WINDSOR RUINS
Only Twenty-three Monolithic brick and mortar columns remain of the original twenty-eight fluted pillars
of Windsor, the largest and most magnificent antebellum mansion ever constructed in the state of Mississippi.
Most still topped with the ornate cast-iron Corinthian Capitals and Balustrades, manufactured in St. Louis
and shipped down the Mississippi river to the Port of Bruinsburg, several miles west of the site.
Its remains stand silently defiant against the ravages of time along the haunted backroads of the Mighty
Mississippi River near the Sleepy Hamlet of Port Gibson.
Windsor, the home of Smith Coffee Daniell, II, a wealthy planter, was built between 1859-1861.

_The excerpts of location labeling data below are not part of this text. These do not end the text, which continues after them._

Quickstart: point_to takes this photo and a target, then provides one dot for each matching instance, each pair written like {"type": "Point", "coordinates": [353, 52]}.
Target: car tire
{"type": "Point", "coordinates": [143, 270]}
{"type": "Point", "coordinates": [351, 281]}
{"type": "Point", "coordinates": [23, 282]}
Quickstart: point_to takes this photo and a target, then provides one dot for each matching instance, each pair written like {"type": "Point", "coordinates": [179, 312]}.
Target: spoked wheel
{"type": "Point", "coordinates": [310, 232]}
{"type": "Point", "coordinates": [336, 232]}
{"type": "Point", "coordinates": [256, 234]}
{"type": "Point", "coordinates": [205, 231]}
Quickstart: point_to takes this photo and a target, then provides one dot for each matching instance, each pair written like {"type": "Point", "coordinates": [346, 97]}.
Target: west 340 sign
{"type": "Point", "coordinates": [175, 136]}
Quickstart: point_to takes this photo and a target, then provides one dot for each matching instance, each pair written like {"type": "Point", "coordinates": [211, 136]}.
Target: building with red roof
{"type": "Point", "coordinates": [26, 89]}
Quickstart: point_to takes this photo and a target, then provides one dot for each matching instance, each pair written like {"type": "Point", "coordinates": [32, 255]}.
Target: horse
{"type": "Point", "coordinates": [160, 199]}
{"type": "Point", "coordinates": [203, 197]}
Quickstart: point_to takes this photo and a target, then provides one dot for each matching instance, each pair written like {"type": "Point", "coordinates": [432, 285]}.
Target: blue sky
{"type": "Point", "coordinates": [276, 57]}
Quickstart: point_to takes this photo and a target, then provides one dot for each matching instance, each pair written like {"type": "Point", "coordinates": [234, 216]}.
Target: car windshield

Though Windsor survived the Civil War and became a prominent landmark along the Mississippi River, its
elegance did not last for it was destroyed by fire in 1890 when a house guest accidentally dropped a cigarette
in debris left by carpenters making repairs to the third floor. In the tragic fire that ensued all was
destroyed except a few pieces of china and 23 of the columns, balustrades, and the iron stairs, which now reside
at the nearby Alcorn State university.
Mark Twain once wrote of its elegance in his "Life on the Mississippi"
Windsor Ruins were later immortalized by Elizabeth Taylor, and Montgomery Clift, in the 1957 film "Raintree County",
and again in the 1988 Film "Mississippi Burning" Starring Gene Hackman and Willem Dafoe.